I understand what your saying. Thanks for the imput I appreciaate it.


----------



## SharpBlades (Sep 13, 2009)

I dont think you would have a problem... In fact I will probably be adding on a tahoe or a reg cab short bed with a 7.5 foot blade. After Subbing/running as a backup for a couple guys this year who have small lots I think it will be more efficient on small lots than my 3/4 ton that is about 30 feet long with the salter and vee plow. 
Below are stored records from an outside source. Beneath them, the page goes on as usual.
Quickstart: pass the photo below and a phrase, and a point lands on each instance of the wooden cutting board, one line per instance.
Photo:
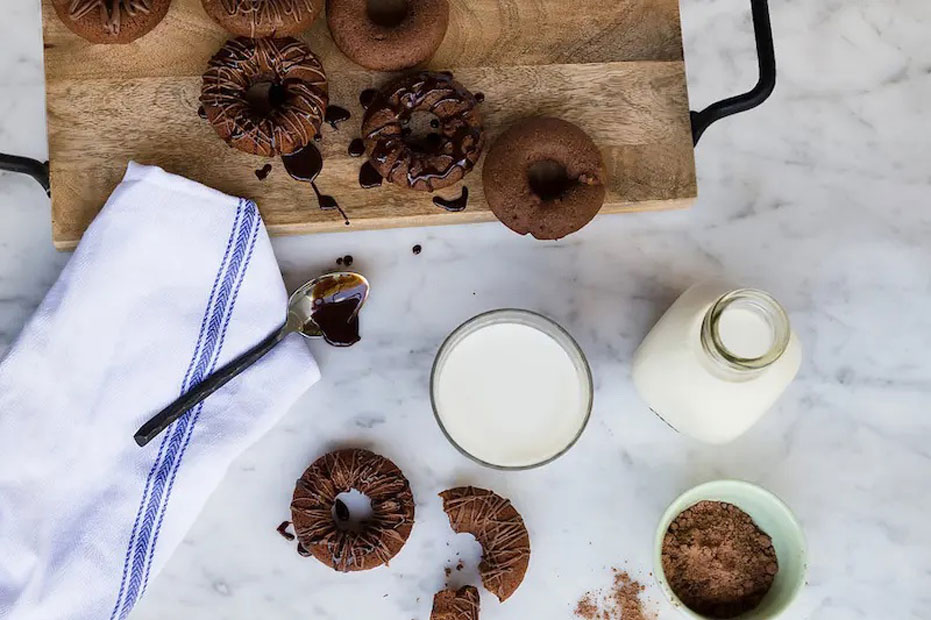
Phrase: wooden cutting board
(614, 68)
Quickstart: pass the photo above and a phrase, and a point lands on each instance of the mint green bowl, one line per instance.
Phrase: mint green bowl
(772, 516)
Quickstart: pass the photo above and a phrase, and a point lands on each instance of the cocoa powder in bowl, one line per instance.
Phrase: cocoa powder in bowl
(717, 561)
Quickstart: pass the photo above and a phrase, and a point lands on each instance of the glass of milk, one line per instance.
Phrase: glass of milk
(511, 389)
(716, 361)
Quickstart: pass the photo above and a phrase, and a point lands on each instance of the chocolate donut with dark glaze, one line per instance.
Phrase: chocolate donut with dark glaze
(391, 41)
(564, 207)
(285, 123)
(111, 21)
(379, 538)
(457, 142)
(264, 18)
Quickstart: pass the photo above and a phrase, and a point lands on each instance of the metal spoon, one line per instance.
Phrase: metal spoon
(326, 307)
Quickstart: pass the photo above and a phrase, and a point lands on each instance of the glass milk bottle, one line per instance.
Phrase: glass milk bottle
(716, 361)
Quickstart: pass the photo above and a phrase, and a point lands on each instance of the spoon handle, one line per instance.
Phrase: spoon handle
(160, 421)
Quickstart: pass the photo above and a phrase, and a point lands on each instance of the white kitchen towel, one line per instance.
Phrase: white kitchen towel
(171, 281)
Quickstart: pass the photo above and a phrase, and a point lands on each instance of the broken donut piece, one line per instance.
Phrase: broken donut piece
(498, 528)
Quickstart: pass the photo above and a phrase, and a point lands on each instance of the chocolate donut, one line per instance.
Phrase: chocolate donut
(498, 528)
(264, 18)
(379, 538)
(544, 176)
(461, 604)
(279, 121)
(431, 162)
(402, 35)
(111, 21)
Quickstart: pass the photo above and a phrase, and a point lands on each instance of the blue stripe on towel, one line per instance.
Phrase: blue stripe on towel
(196, 413)
(207, 348)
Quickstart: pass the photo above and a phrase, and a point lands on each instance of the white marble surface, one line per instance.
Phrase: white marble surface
(823, 196)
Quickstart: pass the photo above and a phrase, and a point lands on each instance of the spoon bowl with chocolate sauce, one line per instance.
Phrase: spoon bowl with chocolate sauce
(326, 307)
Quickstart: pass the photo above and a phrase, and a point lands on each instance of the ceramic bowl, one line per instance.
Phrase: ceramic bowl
(772, 516)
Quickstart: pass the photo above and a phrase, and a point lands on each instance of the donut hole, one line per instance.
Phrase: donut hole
(421, 132)
(265, 95)
(386, 13)
(351, 510)
(549, 179)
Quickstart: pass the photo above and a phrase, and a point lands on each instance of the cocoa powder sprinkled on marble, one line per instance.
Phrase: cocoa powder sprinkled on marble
(622, 601)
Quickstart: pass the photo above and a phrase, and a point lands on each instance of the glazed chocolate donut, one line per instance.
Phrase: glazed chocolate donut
(379, 538)
(111, 21)
(564, 198)
(279, 122)
(441, 158)
(404, 35)
(264, 18)
(461, 604)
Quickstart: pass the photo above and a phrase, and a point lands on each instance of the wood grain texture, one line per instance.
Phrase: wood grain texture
(615, 69)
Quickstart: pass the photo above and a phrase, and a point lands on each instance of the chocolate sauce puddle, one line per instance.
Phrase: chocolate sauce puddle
(454, 204)
(335, 115)
(336, 308)
(305, 166)
(369, 177)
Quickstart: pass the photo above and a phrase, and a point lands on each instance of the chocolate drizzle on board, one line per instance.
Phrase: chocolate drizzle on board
(267, 11)
(305, 166)
(357, 148)
(369, 177)
(453, 204)
(335, 115)
(366, 97)
(441, 158)
(111, 11)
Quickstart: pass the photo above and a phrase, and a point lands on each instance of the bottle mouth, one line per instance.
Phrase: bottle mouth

As long as you take it easy/ don't overload the truck, and take your time, i'm sure you could carve out a real niche plowing the small 4 car - 20 car sized lots like insurance offices etc.


----------



## 7d9_z28 (Dec 3, 2010)

im 20, this is my second season plowing. last year i used a beat up 78 chevy 1/2 ton with a big @$$ plow, and this year i have a 98 chevy 1/2 with a 7'6" plow. i mostly plow friends and family, but i have a couple others who rely on me for plowing, including a commercial spot. (warehouse with a couple small businesses inside,semi truck trailer bays and all) havent had a problem yet. plan to upgrade to a 3/4 eventually, but i have no concerns with my 1/2 ton. which is essentially the same platform as the tahoe


----------



## DJ Contracting (Dec 16, 2003)

Thirteenth season with 1/2 ton trucks and still going


----------



## STIHL GUY (Sep 22, 2009)

this is my first year plowing and i have a 3/4 ton truck but plenty of people are running half ton trucks and doing just fine


----------